So I guess I have been struggling with this term for a little while now. Sometimes compassion comes so easily...you don't even realize it until it drowns you. A sick child, a victim of a crime, a friend struggling in a relationship. All of these things make you feel empathetic and sad... and relieved it is not you. Still, being an observer of sadness naturally stirs up a certain amount of compassion..that being a part of our humanity.
Sometimes it hurts so much you have to try not to think about it, because you suffering right along with someone else doesn't necessarily alleviate any of the other person's frustration or pain.
Don't get me wrong..I am not saying we should crush out our humanity, we just need to realize that there is only so much we can do in situations. If compassion motivates us to act in a helpful way, wonderful. But if it just drags us down and leaves us in the dark as well, it has not served it's purpose.
My mother said she used to feel everything I did...any discomfort I experienced was all she could focus on. And, she pointed out, suffering along with me didn't make me feel any better. It just meant another person was suffering. As a mom, I think it comes naturally though, and is part of the protective instinct we need to keep our kids safe.

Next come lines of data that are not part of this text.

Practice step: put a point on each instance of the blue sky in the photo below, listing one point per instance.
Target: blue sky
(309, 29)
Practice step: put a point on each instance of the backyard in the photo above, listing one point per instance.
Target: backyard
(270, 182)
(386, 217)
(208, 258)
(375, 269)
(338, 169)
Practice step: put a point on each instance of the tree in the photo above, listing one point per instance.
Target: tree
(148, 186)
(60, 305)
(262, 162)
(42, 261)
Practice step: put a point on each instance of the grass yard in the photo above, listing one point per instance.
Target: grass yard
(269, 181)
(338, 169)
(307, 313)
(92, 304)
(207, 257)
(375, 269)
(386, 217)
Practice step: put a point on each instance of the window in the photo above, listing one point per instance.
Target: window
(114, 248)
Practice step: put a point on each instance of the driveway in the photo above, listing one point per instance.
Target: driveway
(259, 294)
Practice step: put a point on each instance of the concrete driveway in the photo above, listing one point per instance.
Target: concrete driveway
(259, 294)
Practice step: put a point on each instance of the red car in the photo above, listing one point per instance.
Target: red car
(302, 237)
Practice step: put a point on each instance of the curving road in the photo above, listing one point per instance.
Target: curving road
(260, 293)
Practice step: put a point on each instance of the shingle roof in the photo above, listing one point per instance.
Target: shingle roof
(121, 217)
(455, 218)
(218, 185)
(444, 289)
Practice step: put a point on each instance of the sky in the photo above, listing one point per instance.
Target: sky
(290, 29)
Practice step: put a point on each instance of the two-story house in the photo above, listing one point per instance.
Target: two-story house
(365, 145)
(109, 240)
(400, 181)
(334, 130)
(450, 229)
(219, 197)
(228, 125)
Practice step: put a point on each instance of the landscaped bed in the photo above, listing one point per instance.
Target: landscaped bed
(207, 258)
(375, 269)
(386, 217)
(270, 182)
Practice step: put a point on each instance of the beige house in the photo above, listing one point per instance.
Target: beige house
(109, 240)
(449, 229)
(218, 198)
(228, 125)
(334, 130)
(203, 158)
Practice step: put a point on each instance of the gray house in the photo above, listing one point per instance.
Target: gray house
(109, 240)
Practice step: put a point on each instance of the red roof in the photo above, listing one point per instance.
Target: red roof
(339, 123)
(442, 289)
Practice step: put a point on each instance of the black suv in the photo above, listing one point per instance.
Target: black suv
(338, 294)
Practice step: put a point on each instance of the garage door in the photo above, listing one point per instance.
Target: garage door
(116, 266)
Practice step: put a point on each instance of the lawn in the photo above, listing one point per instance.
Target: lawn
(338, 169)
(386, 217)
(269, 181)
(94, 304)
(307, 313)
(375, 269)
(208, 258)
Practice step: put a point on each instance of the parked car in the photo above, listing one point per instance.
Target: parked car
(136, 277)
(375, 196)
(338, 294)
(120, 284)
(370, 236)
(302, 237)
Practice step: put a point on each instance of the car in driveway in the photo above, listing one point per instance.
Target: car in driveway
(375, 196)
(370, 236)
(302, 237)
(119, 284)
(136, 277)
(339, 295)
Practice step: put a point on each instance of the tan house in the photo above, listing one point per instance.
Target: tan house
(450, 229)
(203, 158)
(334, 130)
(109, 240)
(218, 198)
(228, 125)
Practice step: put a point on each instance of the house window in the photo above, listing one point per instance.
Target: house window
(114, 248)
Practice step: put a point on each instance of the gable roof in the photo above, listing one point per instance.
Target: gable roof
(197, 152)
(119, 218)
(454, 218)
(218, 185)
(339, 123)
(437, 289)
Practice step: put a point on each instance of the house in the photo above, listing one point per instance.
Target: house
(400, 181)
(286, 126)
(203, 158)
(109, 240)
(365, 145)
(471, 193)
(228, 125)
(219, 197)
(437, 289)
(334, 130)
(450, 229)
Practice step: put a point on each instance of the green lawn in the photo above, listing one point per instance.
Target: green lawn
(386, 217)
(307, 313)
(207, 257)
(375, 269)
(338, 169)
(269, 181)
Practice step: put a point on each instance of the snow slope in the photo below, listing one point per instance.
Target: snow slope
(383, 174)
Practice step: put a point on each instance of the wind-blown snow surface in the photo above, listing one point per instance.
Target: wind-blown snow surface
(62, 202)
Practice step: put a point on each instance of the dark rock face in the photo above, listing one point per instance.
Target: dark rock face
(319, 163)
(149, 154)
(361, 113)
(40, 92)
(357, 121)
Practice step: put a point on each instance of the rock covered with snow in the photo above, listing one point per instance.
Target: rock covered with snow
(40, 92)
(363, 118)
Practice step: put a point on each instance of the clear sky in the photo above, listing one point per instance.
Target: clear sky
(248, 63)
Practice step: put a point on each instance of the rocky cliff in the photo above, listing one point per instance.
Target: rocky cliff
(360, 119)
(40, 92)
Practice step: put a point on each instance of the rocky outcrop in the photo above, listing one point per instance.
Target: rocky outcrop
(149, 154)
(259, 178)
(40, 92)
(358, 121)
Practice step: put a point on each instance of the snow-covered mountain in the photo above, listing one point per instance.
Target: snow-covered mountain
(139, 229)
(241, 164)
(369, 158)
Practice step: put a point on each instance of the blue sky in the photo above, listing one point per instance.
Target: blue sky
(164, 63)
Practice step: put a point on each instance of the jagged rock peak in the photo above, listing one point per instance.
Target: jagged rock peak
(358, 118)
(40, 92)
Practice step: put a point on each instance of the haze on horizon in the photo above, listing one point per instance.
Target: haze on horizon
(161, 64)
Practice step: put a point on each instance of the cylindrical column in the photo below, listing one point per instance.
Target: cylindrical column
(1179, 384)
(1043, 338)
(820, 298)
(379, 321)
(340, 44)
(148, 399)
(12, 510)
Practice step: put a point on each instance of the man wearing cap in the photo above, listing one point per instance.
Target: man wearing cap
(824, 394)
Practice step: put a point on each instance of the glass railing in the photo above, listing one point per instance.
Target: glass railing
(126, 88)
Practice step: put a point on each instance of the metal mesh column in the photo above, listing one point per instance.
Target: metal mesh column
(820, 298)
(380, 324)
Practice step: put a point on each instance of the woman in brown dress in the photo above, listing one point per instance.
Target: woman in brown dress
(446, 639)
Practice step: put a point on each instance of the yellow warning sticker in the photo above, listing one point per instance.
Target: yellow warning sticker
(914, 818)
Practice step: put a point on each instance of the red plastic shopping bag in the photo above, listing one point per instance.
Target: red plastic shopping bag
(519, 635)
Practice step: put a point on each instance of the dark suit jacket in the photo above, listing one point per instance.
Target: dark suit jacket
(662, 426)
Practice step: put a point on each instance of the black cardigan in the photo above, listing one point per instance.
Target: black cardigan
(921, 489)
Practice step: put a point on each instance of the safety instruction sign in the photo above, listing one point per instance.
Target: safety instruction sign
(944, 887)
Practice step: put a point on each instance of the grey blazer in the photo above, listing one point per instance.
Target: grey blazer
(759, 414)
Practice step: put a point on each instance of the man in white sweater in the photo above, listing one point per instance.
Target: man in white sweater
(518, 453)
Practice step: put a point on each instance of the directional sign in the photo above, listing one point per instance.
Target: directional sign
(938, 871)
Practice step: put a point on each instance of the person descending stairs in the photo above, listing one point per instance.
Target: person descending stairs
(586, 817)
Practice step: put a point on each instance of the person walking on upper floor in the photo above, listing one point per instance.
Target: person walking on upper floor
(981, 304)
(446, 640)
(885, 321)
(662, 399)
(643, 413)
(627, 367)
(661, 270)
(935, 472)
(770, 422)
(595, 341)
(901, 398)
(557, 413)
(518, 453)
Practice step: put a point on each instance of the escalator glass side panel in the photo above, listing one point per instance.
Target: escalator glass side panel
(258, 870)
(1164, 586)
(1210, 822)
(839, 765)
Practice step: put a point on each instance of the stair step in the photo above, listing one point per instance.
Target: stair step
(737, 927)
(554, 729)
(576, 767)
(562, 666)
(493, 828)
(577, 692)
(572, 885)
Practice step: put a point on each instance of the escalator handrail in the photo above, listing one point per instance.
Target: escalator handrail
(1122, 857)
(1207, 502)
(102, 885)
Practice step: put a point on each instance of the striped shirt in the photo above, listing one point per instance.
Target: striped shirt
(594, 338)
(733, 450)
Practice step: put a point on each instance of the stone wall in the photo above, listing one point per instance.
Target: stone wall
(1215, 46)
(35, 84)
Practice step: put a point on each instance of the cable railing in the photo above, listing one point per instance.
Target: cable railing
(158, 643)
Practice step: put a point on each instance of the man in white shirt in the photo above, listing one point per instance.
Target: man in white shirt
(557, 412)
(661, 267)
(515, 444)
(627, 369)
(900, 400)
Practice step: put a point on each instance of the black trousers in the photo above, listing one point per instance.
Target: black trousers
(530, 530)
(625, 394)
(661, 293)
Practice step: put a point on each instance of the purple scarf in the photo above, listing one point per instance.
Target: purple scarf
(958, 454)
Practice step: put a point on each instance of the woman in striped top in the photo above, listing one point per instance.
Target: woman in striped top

It's part of our job.
The compassion for my children is inate. I want to teach them to be compassionate people beyond what comes naturally to them. I want them to realize there is a world out there so much bigger than they are, and that everything does not revolve around them and their comfort level.
I send them mixed messages. For years I have dropped any and everything to refill a sippy cup. I have anticipated any need to avoid crying. I have allowed them to believe they are truly the center of the world because they are the center of my world. And now that they are getting older, I need to teach them to think of others.
So here is my struggle..I also want them to be safe. I don't want to expose them to things that might disrupt their innocence, but I don't want them living in a bubble. I want them protected, yet aware.
As we were leaving the pediatrician's office the other day, I noticed a man sitting on a bench a few doors down. He was filthy, and obviously homeless. Now this is a very nice part of town, and you are much more likely to see BMWs than homeless people. I hustled my kids to the truck, also bringing us closer to the homeless man. The closer we got, the more I could hear him mumbling. And then ranting. He was yelling obscenities ( and you know my children never hear that shit) and obviously perturbed. I got my kids in their seats as quickly as possible and locked the doors. I was reaching fo my cell phone to call the Dr's office and warn them about the ranting homeless man outside when I saw the bag of biscuits I had picked up on the way to our appointment. My kids hadn't fully recovered their appetites from being sick, so we had two wrapped biscuits that hadn't been touched.
Now, I don't want you to think I am heartless..I am not. I have given groceries to a man that was always outside of the grocery store in Green Bay, sponsored many Angel Tree kids, raised money for the Red Cross after 9/11.The kids and I even volunteer for a non-profit. I have just never done anything like THIS with my children. So I was a little reluctant. I did not want to put my kids in harm's way. I pulled up along side the man and rolled down the window.
"Would you like a biscuit?"
"Yes, thank you. I hope you have a nice day."
And that was it. I am not even sure my kids noticed the exchange. But I figure if they are going to learn by example, then it shouldn't be a big deal that I was compassionate to a stranger. I shouldn't talk about it, I should live it. I have a freind who lives this way, she would not have given it a second thought before handing over the biscuit, and probably a few dollars. But it doesn't come as easily to me. Hopefully one day it will, and also to my kids.
But I also don't want them approaching anyone who may need their "help" one day looking for a lost puppy. Or ever putting themselves in danger. I want them to have good judgement, and trust their instincts, but not to trust everyone. I want them to be cautiously skeptical, yet open hearted. I want them to be empathetic and compassionate, without sacrificing their safety.
And I want them to feel compassion for others, but not be dragged down by it. I want compassion to motivate them to do good, not make them sad and angry. This parenting stuff is hard.